Liberarsi dall’epidemia è il traguardo da raggiungere in tempi più brevi possibili e l’orizzonte appare più luminoso dopo le prime vaccinazioni che hanno riguardato 33 pescaresi (per complessivi 135 delle 4 Asl regionali) tra medici, infermieri, veterinari, biologi, operatori socio sanitari, primari, amministrativi dell’azienda sanitaria guidata dal manager Vincenzo Ciamponi, che domenica scorsa hanno ricevuto le primissime dosi del vaccino Pzifer-Biontech nell’ospedale di Teramo.
«Sono 345 mila i residenti della Asl di Pescara: un primo obiettivo fissava a 200mila le persone che potrebbero ricevere il vaccino, ma con un’adeguata informazione potremmo pensare di arrivare anche a 300mila», anticipa l’infettivologo Giustino Parruti, direttore dell’Unità operativa complessa di Malattie infettive dell’ospedale di Pescara, componente della task force regionale sul coronavirus e responsabile del Covid hospital pescarese, che oggi seguirà tutte le fasi del summit convocato dalla direzione generale. «Con una buona organizzazione strutturale», afferma, «potremmo arrivare a coprire dal 70 al 90% della popolazione territoriale, entro settembre», salvo ritardi procedurali. Al momento non è intenzione del Governo disporre l’obbligatorietà della vaccinazione che rimane su base volontaria.

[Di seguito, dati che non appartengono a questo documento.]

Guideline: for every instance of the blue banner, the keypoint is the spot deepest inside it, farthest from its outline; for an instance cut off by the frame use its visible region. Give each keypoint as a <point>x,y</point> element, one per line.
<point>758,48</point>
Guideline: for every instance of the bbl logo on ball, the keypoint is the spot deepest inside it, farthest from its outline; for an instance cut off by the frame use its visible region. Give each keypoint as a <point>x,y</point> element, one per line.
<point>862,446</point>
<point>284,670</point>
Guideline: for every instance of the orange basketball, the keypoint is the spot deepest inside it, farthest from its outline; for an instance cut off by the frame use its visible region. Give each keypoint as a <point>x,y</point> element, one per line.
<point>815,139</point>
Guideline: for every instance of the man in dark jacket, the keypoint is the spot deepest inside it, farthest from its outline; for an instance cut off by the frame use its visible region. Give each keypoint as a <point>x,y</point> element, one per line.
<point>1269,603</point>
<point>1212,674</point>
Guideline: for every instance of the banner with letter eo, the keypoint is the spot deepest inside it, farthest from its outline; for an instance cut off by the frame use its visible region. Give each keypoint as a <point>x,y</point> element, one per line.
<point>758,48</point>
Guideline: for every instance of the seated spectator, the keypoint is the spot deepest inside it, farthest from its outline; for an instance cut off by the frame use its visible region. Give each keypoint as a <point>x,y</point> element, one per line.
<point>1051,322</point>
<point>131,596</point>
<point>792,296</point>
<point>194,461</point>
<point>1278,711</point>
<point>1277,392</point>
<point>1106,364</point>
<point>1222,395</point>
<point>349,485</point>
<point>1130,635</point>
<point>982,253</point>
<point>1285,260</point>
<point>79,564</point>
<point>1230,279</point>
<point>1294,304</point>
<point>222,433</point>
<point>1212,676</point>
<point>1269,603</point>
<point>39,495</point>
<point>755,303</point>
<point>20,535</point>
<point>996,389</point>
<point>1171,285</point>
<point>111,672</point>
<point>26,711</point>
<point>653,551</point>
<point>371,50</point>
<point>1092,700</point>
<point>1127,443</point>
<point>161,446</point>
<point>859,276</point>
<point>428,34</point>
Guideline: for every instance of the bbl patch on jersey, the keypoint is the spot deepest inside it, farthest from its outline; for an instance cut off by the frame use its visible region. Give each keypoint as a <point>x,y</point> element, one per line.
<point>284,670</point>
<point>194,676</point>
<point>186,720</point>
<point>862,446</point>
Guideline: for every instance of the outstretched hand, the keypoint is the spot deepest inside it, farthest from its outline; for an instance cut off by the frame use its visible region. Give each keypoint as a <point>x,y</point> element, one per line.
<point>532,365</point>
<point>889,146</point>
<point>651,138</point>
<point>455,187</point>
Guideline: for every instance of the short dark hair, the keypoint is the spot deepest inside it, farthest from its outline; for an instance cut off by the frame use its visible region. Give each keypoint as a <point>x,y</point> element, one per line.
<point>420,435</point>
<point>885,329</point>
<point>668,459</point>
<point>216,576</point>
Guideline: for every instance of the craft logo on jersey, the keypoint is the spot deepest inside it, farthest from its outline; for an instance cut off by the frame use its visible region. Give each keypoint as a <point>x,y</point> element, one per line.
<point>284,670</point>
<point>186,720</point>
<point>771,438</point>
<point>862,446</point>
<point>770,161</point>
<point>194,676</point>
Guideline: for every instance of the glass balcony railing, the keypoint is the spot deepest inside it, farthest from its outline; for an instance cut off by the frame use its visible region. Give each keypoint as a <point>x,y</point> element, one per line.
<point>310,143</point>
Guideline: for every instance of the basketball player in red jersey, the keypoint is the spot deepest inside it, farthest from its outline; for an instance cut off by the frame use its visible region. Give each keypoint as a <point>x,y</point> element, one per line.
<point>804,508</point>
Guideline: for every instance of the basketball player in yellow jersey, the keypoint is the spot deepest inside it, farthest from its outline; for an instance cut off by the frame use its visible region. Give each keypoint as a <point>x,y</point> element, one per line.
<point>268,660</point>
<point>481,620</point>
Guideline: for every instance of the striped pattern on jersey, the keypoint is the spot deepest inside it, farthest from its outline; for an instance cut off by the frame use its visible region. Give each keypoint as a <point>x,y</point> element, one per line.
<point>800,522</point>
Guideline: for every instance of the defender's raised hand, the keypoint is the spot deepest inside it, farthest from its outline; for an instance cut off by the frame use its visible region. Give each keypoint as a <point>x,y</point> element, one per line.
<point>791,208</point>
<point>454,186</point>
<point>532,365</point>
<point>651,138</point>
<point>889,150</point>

E dopo il Vax Day di domenica, comincia l’attesa per ricevere il primo carico di dosi di Comirnaty (25mila a livello regionale) per continuare le vaccinazioni dal 4 gennaio 2021, come annunciato dall’assessore regionale alla Salute Nicoletta Verì. Alla Asl di Pescara ne saranno consegnate mille, ma, come anticipato ieri dal direttore sanitario Antonio Caponetti e confermato adesso da Parruti, «ne occorrono almeno 6000 per soddisfare le esigenze di tutto il personale degli ospedali della Asl, dei distretti, delle strutture private, medici di famiglia, pediatri, delle case di riposo e residenze assistenziali dove anche gli ospiti, over 80 o anche più giovani con patologie a rischio, saranno vaccinati».
Parruti domenica scorsa è stato tra i primi a ricevere gli 0,3 millilitri per dose: «Questa operazione è una vera e propria liberazione», è il commento del responsabile del Covid hospital pescarese, «che cambierà il nostro modo di lavorare, perché il rischio di contrarre una patologia mortale comincia ad allontanarsi. Entro una quindicina di giorni dovremmo essere immuni».
Il vaccino viene somministrato in due fasi: la prima, quella del “giorno zero”, con iniezione intramuscolare da 0,3 millilitri, contenente 30 microgrammi di vaccino contro il Covid-19 circoscritti in nanoparticelle lipidiche. La seconda tranche sarà inoculata ai primi vaccinati a distanza di almeno 21 giorni. La preparazione delle dosi spetta agli operatori sanitari autorizzati che useranno tecniche asettiche, per garantire la sterilità della porzione di vaccino ed evitare eventuali dispersioni del liquido. Se la Protezione civile nazionale dovrà coordinare almeno 3500 medici e infermieri per eseguire le vaccinazioni, la Asl di Pescara ne dovrà individuare minimo una ventina da distribuire nelle varie “primule”, i gazebo (ne spunteranno 1500 in Italia) raffiguranti il fiore della rinascita, scelto come simbolo della campagna vaccinale anti Covid. Durante il vertice odierno si cominceranno a delineare i dettagli della macchina organizzativa che dovrà decidere il numero del personale da impiegare come vaccinatori, i tempi e gli step con cui si procederà nei prossimi mesi e infine chi, e con quali modalità, dovrà essere vaccinato dopo il personale sanitario.